尿毒症物質が蓄積すると細胞外液の浸透圧の上昇により飲水中枢が刺激される。したがって、透析患者の透析前血清Na濃度は、健常人よりやや低めである。すなわち、健常人の血清Na濃度が135〜146mEq/Lであるのに対し、透析患者の透析前血清Na濃度は137mEq/L前後となる。

 

B.高い血清Na濃度

 透析患者において血清Na濃度が高くなった場合には、以下の3つの可能性を考える。

1. 体内のNaの総量は変わらないか、むしろ減少しているが、それを上回る水分欠乏がある。
2. 体内のNaの総量が増加しており、かつ同時に水分欠乏もある。
3.水分欠乏はないが、体内のNaの総量が増加している。

 著明な脱水があれば、上記の中、1. あるいは2.を疑う。日常、臨床的に遭遇するのは、1.の場合、すなわち体内のNaの総量は不変か、あるいはむしろ減少しているが、それを上回る水分欠乏がある場合である。このような症例の治療は、経口的に水分を摂取させるか、あるいはこれが不可能な場合には5%ブドウ糖液を点滴することである。
患者が塩分を多量に摂取しても、あるいは患者にNaを多量に投与しても、同時に口渇が生じ水分を摂取するようになるので、細胞外液量は増えるが血清Na濃度は上昇しない。血清Na濃度が高くなるのは、意識レベルが低いなどの理由で口渇が出現しないか、たとえ口渇があっても水分を摂取することができない場合である。

C.低い血清Na濃度

 透析患者において血清Na濃度が低くなった場合には、以下の2つの可能性が考えられる。

1. 体内水分量が不足しているが、それを上回るNaの欠乏がある。この病態は、嘔吐、下痢、胃液の吸引などによって生じる。
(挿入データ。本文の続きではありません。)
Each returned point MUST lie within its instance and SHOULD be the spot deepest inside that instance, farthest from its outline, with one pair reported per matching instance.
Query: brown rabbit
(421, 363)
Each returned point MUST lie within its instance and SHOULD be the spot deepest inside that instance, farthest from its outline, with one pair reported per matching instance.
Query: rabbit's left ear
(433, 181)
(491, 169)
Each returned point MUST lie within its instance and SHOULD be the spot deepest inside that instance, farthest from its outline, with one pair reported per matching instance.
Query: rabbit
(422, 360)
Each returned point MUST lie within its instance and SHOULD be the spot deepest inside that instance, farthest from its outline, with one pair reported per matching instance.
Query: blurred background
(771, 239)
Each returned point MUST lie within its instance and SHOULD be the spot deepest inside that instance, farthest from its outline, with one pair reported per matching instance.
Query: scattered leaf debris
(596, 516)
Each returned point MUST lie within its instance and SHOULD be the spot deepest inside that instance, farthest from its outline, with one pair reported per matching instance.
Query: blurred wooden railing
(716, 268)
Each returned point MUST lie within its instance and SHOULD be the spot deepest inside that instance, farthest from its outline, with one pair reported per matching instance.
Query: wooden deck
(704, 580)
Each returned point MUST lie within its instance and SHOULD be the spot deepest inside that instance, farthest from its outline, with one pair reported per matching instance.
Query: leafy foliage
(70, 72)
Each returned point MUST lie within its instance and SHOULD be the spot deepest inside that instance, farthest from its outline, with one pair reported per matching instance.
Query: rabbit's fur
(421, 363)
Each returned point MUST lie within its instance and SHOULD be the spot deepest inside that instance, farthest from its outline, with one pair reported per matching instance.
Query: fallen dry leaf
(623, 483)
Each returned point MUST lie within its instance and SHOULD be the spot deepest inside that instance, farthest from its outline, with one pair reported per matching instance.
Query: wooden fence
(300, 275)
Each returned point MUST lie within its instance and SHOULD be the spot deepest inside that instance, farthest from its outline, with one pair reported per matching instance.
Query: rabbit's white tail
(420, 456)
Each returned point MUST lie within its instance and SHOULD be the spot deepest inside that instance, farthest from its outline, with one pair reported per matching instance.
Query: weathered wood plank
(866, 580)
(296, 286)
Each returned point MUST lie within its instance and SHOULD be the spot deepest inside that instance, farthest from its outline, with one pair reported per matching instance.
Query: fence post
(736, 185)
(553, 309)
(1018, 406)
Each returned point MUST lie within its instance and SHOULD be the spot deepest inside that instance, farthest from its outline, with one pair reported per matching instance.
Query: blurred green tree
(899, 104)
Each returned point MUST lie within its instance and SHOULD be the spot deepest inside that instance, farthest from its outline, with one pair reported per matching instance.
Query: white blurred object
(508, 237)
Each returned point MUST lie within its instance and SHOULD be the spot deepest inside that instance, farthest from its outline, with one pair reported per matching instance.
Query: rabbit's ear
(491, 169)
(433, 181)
2.体内のNaの総量は不変か、あるいはむしろ増大しているが、それを上回る水分過剰がある。透析患者では、このタイプの血清Na濃度の低下が生じる。うっ血性心不全がある場合、あるいは高血糖などのため口渇があり水分を大量に摂取した場合にも、このタイプの血清Na濃度の低下が生じる。病態に応じて治療法を選択する。体内への水分蓄積が著しく多いような場合には、透析による除水やECUMをおこなう。中長期的な対策としては、塩分・水分の制限をおこなう。

D.透析中の血清Na濃度と体内水分量の推移

 血清Na濃度が低下すると、細胞外から細胞内に水分が移行し、逆に血清Na濃度が上昇すると、細胞内から細胞外に水分が移行する。したがって、透析液中のNa濃度よりも透析前血清Na濃度が低ければ、これが高い場合よりも、細胞外液量の減少速度が緩徐である。